Factors affecting optimal hash table size
-----------------------------------------

It is difficult to predict the net effect of data layout and access
patterns on dedupe effectiveness without performing deep inspection of
both the filesystem data and its structure--a task that is as expensive
as performing the deduplication.

* **Compression** on the filesystem reduces the average extent length
compared to uncompressed filesystems.  The maximum compressed extent
length on btrfs is 128KB, while the maximum uncompressed extent length
is 128MB.  Longer extents decrease the optimum hash table size while
shorter extents increase the optimum hash table size because the
probability of a hash table entry being present (i.e. unevicted) in
each extent is proportional to the extent length.

   As a rule of thumb, the optimal hash table size for a compressed
filesystem is 2-4x larger than the optimal hash table size for the same
data on an uncompressed filesystem.  Dedupe efficiency falls dramatically
with hash tables smaller than 128MB/TB as the average dedupe extent size
is larger than the largest possible compressed extent size (128KB).
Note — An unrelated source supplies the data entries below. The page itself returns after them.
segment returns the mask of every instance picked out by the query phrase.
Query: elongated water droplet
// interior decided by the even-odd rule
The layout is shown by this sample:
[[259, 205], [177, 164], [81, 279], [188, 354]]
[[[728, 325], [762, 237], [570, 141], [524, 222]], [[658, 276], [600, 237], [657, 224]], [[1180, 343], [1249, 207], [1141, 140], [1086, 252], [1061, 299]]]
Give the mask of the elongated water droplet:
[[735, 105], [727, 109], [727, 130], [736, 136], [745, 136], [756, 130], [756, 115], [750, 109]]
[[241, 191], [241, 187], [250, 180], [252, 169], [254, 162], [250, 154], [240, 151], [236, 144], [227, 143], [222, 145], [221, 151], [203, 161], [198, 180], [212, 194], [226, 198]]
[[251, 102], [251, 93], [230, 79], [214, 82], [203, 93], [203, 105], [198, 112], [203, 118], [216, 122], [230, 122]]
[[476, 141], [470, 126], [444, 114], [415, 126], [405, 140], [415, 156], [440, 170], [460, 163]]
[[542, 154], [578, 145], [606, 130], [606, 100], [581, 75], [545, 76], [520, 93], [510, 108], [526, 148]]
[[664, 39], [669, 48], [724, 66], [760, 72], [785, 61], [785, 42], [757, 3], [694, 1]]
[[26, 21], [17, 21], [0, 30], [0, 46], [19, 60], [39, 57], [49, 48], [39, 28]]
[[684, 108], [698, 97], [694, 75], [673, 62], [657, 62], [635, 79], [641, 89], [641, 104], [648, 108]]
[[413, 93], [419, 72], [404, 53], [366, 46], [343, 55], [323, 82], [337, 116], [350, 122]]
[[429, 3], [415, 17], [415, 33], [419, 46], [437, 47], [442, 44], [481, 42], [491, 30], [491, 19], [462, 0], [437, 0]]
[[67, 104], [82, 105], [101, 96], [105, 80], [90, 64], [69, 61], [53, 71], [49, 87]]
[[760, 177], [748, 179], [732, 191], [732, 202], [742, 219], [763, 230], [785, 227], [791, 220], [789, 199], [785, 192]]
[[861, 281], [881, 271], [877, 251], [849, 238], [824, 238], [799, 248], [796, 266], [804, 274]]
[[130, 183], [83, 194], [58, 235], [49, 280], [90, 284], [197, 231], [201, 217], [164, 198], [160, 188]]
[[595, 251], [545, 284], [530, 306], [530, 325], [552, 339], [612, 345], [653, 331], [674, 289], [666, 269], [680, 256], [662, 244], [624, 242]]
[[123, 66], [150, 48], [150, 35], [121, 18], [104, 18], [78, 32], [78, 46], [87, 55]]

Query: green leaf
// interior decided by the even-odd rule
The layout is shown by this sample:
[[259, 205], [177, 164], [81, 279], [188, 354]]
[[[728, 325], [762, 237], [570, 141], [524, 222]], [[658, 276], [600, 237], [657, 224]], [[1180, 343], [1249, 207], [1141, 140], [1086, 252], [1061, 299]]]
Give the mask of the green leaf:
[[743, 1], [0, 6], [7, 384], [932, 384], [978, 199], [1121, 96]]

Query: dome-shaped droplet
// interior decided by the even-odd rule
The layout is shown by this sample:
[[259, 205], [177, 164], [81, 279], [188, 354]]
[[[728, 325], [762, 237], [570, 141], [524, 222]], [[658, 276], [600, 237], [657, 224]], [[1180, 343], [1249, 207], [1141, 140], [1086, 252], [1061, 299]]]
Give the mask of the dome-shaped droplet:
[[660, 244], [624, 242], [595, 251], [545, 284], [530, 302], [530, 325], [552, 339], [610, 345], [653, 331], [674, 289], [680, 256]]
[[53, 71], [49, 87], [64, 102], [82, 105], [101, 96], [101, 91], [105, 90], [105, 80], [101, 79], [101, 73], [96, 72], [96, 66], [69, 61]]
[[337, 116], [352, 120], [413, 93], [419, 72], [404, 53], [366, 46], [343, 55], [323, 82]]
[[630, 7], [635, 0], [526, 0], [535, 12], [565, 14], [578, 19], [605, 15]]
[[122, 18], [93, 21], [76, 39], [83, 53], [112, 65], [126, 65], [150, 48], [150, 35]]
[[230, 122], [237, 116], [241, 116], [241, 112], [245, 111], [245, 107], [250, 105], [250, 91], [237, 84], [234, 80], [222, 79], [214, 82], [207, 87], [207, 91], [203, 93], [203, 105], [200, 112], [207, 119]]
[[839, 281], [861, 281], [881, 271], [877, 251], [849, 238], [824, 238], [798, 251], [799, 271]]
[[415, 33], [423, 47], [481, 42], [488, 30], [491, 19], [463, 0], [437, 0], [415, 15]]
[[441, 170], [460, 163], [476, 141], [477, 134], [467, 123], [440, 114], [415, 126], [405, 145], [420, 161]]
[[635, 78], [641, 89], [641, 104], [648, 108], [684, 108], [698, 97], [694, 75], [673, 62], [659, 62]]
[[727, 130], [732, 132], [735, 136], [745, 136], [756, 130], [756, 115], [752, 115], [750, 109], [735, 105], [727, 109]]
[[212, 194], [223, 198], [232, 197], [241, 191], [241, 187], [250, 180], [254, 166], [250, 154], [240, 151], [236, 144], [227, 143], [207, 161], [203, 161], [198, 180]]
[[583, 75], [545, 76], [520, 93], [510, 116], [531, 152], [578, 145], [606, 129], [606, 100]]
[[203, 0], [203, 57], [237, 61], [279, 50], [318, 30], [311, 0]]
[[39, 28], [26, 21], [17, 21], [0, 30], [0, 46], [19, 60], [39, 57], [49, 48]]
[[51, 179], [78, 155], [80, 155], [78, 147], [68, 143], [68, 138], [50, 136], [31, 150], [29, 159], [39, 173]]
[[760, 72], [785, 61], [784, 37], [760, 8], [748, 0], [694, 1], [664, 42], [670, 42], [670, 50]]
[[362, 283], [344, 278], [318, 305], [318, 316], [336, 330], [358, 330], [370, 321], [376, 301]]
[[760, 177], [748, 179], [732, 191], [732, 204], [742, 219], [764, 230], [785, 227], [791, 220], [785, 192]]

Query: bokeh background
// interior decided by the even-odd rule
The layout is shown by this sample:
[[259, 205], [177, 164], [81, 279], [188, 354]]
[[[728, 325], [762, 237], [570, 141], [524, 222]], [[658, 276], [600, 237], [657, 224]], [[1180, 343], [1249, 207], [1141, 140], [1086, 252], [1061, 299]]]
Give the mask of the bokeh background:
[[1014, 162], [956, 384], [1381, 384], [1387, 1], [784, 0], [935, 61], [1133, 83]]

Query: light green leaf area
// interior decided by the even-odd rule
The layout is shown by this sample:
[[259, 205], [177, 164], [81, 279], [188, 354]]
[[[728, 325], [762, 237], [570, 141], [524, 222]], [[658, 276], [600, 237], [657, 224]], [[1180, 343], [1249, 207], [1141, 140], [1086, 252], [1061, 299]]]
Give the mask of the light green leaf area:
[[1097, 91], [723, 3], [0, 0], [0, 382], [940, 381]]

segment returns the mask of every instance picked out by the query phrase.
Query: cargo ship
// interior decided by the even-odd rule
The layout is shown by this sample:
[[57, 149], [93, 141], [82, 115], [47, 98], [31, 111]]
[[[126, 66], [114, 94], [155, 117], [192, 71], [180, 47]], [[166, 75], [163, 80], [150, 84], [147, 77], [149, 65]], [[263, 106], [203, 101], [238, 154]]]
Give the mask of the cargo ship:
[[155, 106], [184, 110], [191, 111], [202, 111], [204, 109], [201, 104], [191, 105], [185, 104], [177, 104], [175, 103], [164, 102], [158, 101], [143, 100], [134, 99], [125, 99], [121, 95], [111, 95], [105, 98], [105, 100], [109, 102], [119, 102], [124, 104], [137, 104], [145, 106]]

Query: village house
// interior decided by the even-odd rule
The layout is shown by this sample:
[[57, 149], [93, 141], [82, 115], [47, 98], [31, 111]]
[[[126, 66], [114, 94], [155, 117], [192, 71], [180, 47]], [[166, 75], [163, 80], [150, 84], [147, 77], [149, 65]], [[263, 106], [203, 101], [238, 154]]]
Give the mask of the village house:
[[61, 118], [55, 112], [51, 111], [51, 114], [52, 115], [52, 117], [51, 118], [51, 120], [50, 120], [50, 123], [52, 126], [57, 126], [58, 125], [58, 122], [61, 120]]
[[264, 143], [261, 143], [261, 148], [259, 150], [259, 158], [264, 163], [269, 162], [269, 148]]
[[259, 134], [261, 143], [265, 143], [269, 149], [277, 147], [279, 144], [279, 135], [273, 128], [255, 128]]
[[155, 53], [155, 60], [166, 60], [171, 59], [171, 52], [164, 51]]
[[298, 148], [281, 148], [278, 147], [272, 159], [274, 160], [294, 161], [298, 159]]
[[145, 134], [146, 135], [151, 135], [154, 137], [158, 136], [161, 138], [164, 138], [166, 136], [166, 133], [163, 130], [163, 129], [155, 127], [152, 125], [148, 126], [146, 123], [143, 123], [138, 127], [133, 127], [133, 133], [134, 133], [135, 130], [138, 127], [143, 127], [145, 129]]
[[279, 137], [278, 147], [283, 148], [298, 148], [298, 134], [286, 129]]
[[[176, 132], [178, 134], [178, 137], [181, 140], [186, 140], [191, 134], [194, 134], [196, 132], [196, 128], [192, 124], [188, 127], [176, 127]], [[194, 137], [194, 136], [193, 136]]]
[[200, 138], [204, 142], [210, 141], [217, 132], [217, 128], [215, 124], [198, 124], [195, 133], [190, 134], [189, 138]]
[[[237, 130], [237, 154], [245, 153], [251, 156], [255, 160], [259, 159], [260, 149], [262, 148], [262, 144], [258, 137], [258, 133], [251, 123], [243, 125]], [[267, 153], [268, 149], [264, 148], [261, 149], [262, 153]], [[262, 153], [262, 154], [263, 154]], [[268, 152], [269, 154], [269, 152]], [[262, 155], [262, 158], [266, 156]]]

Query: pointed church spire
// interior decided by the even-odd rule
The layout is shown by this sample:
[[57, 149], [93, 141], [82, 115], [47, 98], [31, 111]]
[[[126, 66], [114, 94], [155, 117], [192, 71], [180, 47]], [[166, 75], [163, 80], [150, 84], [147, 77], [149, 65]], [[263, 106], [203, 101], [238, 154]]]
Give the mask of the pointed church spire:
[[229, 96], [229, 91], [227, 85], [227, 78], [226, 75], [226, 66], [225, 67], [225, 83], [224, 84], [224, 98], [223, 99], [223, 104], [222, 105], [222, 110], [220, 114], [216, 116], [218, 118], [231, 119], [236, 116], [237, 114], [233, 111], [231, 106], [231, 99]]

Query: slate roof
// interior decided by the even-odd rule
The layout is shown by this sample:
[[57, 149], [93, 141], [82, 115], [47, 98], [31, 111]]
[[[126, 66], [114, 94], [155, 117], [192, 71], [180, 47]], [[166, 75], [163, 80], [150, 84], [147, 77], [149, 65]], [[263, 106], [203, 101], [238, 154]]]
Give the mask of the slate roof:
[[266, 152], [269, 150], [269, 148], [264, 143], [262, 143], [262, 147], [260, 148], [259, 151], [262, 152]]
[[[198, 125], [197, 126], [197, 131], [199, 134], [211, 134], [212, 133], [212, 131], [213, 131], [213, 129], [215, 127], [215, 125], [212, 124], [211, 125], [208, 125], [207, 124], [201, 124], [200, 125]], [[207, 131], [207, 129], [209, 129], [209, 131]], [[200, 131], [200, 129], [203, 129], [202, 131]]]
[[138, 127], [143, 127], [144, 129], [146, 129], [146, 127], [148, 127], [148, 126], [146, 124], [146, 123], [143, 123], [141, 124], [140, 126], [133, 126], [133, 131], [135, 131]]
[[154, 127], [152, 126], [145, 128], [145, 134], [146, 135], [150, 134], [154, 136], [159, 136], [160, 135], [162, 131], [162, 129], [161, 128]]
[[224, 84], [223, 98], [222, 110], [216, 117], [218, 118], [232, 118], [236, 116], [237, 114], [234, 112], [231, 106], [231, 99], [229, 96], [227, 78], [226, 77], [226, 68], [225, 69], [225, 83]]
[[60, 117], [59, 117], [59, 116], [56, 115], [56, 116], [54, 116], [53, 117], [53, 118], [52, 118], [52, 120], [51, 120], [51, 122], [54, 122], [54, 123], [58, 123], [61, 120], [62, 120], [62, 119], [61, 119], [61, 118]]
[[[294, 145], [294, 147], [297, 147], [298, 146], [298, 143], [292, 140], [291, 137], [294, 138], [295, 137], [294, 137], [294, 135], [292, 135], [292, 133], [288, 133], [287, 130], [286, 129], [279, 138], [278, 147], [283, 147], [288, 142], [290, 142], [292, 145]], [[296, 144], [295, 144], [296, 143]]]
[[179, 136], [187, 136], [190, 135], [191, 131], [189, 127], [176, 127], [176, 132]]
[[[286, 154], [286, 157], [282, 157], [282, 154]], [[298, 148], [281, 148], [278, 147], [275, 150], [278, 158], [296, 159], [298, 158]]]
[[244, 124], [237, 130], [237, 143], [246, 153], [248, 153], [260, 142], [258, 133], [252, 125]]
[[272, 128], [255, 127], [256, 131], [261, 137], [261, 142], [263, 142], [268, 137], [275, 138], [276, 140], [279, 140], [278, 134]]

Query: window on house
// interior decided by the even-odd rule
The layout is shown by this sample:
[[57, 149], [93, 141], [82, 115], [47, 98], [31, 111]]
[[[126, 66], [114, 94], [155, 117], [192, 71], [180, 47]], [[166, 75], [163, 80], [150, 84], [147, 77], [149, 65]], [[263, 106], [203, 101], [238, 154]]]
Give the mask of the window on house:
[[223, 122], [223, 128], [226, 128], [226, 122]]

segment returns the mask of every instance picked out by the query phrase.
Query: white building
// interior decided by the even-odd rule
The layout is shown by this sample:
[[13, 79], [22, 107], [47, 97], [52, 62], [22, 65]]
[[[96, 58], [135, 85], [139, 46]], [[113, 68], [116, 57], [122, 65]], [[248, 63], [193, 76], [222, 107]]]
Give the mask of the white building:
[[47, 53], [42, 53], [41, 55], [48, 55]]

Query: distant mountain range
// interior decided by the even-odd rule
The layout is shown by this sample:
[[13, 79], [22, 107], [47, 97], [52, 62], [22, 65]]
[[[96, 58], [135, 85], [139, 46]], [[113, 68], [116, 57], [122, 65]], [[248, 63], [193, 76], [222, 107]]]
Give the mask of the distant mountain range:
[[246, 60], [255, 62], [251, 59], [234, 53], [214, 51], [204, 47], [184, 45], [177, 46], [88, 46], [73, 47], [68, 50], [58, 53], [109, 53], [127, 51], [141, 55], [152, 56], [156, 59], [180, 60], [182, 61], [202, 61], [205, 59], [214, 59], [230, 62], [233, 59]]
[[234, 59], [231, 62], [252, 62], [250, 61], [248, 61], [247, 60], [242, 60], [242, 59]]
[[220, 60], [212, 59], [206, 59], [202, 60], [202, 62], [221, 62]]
* **Short writes** also shorten the average extent length and increase
optimum hash table size.  If a database writes to files randomly using
4K page writes, all of these extents will be 4K in length, and the hash
table size must be increased to retain each one (or the user must accept
a lower dedupe hit rate).

   Defragmenting files that have had many short writes increases the
extent length and therefore reduces the optimum hash table size.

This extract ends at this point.